One commonly proposed solution to spatial correlation is to use Conley standard errors. However, similar to cluster robust standard errors, these perform well only when there is a reasonable number of independent clusters (typically at least 30). In the bottom panel of our second figure, we compare Conley standard errors, using a radius of allowed spatial dependence ranging from 0km to 6000km, to the randomization inference standard errors. Although Conley standard errors (with a degrees-of-freedom correction) perform much better than cluster robust, they are biased downward by at least 20% at all radii. The likely source of this bias is that the effective number of independent clusters falls below 30, a common threshold used for having too few clusters, for radii above 1000km. While these specific results do not necessarily generalize beyond cross country studies (or to different right-hand side variables), the broad intuition holds whenever your left-hand side and right-hand side are both strongly spatially correlated.
- Inference with natural experiments is hard!

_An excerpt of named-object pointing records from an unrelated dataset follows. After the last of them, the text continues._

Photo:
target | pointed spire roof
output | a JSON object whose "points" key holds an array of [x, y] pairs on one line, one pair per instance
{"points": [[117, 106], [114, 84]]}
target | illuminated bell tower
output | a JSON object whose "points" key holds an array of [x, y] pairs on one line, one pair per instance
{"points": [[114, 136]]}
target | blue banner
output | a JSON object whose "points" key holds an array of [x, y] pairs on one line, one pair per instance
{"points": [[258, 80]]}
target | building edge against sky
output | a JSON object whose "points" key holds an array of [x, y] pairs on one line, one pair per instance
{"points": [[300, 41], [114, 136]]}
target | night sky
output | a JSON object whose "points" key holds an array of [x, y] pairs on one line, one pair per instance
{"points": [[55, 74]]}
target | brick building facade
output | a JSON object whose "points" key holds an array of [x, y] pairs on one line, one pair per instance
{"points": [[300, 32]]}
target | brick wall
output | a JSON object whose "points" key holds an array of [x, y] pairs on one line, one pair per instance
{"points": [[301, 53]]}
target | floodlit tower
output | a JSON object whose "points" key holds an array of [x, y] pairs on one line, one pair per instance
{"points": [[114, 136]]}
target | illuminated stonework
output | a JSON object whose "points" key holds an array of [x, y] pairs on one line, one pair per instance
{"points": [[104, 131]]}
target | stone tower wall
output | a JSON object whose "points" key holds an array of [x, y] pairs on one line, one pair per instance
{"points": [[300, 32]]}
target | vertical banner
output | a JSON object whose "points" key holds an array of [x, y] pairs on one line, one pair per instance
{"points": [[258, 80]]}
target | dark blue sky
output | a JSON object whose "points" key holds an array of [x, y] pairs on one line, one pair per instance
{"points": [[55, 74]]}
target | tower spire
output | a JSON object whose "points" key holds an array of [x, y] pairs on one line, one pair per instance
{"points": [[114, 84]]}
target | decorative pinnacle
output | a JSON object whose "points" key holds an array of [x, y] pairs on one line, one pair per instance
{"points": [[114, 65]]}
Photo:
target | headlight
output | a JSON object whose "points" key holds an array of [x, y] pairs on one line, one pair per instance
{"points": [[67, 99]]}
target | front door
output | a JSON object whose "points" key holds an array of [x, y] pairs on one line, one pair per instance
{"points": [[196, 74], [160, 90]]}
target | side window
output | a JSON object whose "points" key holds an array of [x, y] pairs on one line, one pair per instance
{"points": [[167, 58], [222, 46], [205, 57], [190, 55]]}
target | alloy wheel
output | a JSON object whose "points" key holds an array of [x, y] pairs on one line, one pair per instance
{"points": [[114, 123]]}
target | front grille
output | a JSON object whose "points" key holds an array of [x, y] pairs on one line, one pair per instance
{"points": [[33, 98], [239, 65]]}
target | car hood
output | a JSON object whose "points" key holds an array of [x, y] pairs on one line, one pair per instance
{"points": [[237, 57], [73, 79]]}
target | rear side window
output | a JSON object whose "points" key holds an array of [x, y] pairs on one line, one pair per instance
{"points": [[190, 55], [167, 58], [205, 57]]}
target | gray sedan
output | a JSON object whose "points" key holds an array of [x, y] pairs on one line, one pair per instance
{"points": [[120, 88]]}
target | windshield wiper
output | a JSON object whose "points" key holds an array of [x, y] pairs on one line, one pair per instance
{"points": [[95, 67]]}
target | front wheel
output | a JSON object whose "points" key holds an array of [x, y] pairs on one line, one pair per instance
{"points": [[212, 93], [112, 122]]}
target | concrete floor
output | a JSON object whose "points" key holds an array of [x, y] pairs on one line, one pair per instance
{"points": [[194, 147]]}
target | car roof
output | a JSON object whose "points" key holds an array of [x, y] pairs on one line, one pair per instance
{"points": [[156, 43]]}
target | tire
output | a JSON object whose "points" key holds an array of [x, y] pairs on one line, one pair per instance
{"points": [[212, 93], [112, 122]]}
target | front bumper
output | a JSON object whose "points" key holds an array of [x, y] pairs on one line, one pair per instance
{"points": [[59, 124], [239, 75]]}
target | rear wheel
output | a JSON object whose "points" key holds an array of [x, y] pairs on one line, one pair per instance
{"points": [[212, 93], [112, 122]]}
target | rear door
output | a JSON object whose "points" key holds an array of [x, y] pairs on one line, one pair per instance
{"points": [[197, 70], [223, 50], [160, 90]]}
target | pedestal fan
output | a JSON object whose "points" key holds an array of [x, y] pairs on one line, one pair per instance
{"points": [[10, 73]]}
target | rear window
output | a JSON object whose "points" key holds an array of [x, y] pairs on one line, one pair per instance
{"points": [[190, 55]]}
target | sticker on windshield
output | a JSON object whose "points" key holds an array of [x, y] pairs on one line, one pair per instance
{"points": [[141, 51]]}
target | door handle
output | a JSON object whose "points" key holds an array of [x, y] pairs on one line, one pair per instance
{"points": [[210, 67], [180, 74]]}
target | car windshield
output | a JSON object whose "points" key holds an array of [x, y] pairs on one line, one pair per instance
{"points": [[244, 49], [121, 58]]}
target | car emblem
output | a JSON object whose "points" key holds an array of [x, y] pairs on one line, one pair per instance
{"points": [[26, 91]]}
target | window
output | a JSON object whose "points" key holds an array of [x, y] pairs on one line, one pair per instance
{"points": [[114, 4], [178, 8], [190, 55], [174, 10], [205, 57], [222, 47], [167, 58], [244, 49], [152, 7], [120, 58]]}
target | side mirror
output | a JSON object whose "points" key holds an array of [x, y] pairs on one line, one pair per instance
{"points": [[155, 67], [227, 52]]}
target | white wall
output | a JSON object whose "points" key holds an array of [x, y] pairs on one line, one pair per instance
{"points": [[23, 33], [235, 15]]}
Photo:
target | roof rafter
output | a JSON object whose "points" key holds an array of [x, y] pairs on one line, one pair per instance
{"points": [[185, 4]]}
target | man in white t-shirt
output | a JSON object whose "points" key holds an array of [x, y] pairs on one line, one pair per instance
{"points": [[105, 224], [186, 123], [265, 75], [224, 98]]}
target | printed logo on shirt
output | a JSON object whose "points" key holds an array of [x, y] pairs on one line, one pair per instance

Unlike traditional experiments, the right hand side may not be explicitly randomized across units, and robust standard errors may perform poorly when the effective number of clusters is very small (although effective corrections do exist for cluster robust standard errors with few clusters).
- It may not always be obvious that there is a small number of clusters! To get inference right, it’s important to be explicit about where the variation in your right hand side is, i.e., what is the assignment mechanism (discussed here). Although clustering at the correct level or using the correct radius for Conley errors can correct for these problems, it is typically ideal to simulate the assignment mechanism for randomization inference.
- In this case, we are asserting the source of variation in absolute latitude comes from the location of the poles. To give another example, for rainfall (a popular source of shocks), it comes from variation in year-to-year weather realizations; recent work has therefore proposed permuting historical weather realizations across years to conduct randomization inference for estimating the impacts of weather shocks.
- When it’s not possible to fully simulate the assignment mechanism, placebo checks can be helpful as well. For example, work studying infrastructure has showed that unrealized construction plans do not have significant (economically or statistically) impacts on outcomes; this can be a useful validation of the procedures used for both estimation and calculating standard errors.